Young age at diagnosis is a risk factor for negative late socio-economic effects after acute lymphoblastic leukemia in childhood

Authors


  • Conflict of interest: Nothing to report.

Abstract

Background

The increasing number of survivors after childhood cancer requires characterization of the late complications of these diseases and their treatment. We examined a large number of possible socio-economic late effects following treatment for acute lymphoblastic leukemia (ALL) in order to identify factors leading to a poor outcome.

Procedure

All individuals who had been diagnosed with ALL and who were alive in January 2007 (n = 213; men = 107) were identified from a database of all patients with cancer before the age of 18 in Southern Sweden from 1970 to 1999. For each subject, 50 matched controls were identified from the Swedish Population Register.
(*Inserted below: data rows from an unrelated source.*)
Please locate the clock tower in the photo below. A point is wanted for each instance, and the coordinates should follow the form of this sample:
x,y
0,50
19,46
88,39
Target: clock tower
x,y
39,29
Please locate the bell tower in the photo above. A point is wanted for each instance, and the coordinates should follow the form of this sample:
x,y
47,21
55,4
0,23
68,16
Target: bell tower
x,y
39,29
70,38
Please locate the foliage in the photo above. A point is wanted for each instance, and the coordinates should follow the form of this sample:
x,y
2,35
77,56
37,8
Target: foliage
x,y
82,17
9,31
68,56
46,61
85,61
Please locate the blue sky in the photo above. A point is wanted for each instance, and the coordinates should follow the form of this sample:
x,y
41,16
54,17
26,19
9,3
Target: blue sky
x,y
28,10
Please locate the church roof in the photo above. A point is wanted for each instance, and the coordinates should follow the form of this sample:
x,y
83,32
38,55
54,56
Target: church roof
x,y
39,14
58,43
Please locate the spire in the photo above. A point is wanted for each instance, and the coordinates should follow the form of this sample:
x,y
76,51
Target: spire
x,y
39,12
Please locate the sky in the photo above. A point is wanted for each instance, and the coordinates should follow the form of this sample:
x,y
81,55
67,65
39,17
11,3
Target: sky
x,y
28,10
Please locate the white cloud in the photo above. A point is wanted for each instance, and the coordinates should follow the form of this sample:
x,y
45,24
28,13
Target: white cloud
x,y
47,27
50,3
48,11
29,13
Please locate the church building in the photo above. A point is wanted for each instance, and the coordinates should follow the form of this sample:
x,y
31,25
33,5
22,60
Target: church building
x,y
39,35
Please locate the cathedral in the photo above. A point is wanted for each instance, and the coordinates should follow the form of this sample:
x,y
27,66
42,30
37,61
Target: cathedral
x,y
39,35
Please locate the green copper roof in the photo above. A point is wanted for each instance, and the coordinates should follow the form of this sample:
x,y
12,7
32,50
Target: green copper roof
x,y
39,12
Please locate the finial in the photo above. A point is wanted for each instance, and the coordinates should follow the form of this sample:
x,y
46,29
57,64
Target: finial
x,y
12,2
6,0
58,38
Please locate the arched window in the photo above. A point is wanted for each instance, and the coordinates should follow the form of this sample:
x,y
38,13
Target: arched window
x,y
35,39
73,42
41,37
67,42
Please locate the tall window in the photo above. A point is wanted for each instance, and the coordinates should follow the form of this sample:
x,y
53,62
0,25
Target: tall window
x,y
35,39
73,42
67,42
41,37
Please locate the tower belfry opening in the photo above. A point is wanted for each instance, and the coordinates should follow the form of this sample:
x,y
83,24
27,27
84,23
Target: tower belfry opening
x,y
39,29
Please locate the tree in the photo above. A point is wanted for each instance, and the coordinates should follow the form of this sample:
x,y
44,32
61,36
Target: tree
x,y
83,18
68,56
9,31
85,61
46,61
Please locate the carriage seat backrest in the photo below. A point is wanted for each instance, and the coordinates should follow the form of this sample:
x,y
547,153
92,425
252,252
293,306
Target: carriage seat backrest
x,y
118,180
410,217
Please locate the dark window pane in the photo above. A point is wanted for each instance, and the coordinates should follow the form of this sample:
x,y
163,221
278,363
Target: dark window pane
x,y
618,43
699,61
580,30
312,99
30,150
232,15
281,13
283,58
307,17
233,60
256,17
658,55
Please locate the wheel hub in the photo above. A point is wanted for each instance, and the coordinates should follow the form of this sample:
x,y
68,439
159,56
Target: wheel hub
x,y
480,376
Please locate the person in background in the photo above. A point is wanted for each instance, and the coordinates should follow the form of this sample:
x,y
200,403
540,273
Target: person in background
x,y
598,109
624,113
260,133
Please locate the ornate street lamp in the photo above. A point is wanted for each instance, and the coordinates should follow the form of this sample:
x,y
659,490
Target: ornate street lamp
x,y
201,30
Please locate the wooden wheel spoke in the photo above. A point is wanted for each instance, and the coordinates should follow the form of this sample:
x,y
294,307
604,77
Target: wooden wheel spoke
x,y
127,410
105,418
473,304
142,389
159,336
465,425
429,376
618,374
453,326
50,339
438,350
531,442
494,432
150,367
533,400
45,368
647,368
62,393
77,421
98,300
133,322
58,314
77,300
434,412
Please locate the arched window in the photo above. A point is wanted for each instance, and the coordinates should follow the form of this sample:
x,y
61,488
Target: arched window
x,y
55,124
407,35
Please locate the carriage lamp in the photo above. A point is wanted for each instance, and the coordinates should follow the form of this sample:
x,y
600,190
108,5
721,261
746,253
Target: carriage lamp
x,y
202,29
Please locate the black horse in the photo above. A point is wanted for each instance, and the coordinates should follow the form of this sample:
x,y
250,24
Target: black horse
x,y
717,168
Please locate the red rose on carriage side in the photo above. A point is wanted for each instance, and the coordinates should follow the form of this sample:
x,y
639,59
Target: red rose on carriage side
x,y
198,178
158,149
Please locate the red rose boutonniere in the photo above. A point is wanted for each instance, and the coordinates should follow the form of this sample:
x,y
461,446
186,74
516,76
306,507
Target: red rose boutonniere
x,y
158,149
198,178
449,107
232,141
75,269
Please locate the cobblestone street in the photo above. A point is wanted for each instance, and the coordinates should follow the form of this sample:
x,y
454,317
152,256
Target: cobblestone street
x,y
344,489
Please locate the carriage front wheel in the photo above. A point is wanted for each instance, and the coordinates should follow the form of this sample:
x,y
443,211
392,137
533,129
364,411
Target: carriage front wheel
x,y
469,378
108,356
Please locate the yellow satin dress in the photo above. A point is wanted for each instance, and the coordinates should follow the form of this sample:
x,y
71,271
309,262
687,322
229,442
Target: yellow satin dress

Information on marital status, children, education, employment, income, and support from the community was obtained from Statistics Sweden.

Results

At the ages of 25 and 30, survivors of ALL had attained a lower level of education than controls. At the age of 30, they were less often employed (70% vs. 82%, P = 0.019), less often married (19% vs. 32%, P = 0.019), and had children to a lesser extent (31% vs. 47%, P = 0.011) than controls. We identified young age at diagnosis as a risk factor for adverse outcome in the majority of the socio-economic variables studied, apart from the known risk of cranial irradiation treatment. Furthermore, female survivors had a greater risk of achieving a lower level of education than both male survivors and controls.

Conclusions

Young age at diagnosis, as well as treatment with cranial irradiation, is a risk factor for socio-economic late effects after treatment for ALL in childhood. Pediatr Blood Cancer. 2010;55:698–707. © 2010 Wiley-Liss, Inc.